Enlightened Design

I enjoyed “California Dreamin'” (see WAW — Feb. '06, pp.36) very much, especially the designers' justification of the state's light qualities. It's a pity Henry Moore, Jean Arp, Brancussi and Rodin couldn't immigrate to California. Maybe they would have made great sculpture.

The same goes for the 15th century Flemish painters and the poor designers in Detroit who penned the Firebird III, '65 Oldsmobile Toronado, '61 Lincoln and '04 ME 412, or the poor sods in Torino, who designed the '69 Alfa P3, and all the other great designers from that gloomy city, as they would have done better work there.

In the end, it is talent that counts, and so far nothing has come out of California to match the above-mentioned work. An example is the Honda Element, which was designed in California for the youth market. The last I heard, the average age of Element buyers was well over 50.

By the way, no one mentioned “June Gloom” when the California light is as flat as a pancake or the fact summer temperatures are so hot you can't take a clay model outdoors to benefit from the natural light. A fun place to live it may be, however, empirical observations suggest it doesn't ensure great creative design.
Carl L. Olsen
Detroit, MI
Professor Emeritus
College for Creative Studies

If I Were King

I continue to be perplexed by the addition of small displacement engines in the market. These engines may be high- tech, but to get them to perform they must be turbocharged or supercharged. I believe American manufacturers should move away from small engines with forced induction. They are potentially less reliable and a higher risk for maintenance costs. And they don't get great gas mileage.

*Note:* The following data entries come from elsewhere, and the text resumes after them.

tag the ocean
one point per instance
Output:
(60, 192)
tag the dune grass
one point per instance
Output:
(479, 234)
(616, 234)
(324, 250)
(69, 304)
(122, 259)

If I were the king at any of our struggling domestic auto makers, I would make three engine packages, all of them naturally aspirated. I would have a 3.3L in-line 4-cyl., a 5L V-6 and a 6.6L V-8. They would come standard with aluminum blocks and aluminum heads with SOHC valvetrains. As an option, DOHC heads would be available.

Much of the tooling would be the same for each engine package, and they would get great mileage because they would be big enough to keep from laboring, unlike smaller engines. These engines would perform better and would be more reliable.
Bill Hodgin
Lewisburg, OH

Strong Design, Not

While I usually agree with Drew Winter, I simply am not buying his assessment of BMW's recent designs (see WAW — Feb.'06, p.5). I've tried to warm up to the 5-series, but to my eyes, it only succeeds in making the 7-Series seem somewhat attractive.

Toyota's sales are up as well, but that certainly cannot be attributed to Toyota being a design powerhouse. Did the previous generation Camry sell because it was such a beautiful design? BMW's sales are up, but those folks are buying into the dynamics they offer, or, sadly, more often than not, the cachet that accompanies the BMW badging.
Robert Wantin
Newport Beach, CA

Hybrid Numbers Not Hype

I just read Keith Gerlach's letter (see WAW — March '06, p.4), in which he criticizes the article, “Unplugging the Hybrid Hype” (see WAW — Jan.'06, p.32). I would like to show my support for the article.

Mr. Gerlach says hybrids “will be better all of the time” in comparison with conventional powertrains. My recent experiences demonstrate this is not true.

I have been traveling a lot between Ohio and Michigan recently and usually use a company fleet vehicle. I have made the exact same trip on three occasions. The first was in a Toyota Highlander Hybrid. It got 20 mpg (11.7 L/100 km). The second trip was in a Chevrolet Monte Carlo. It got 24 mpg (9.7 L/100 km). The most recent trip was in a Hemi-powered Chrysler 300C. It got 22 mpg (10.6 L/100 km).

These numbers are not hype. These are my real-world experiences.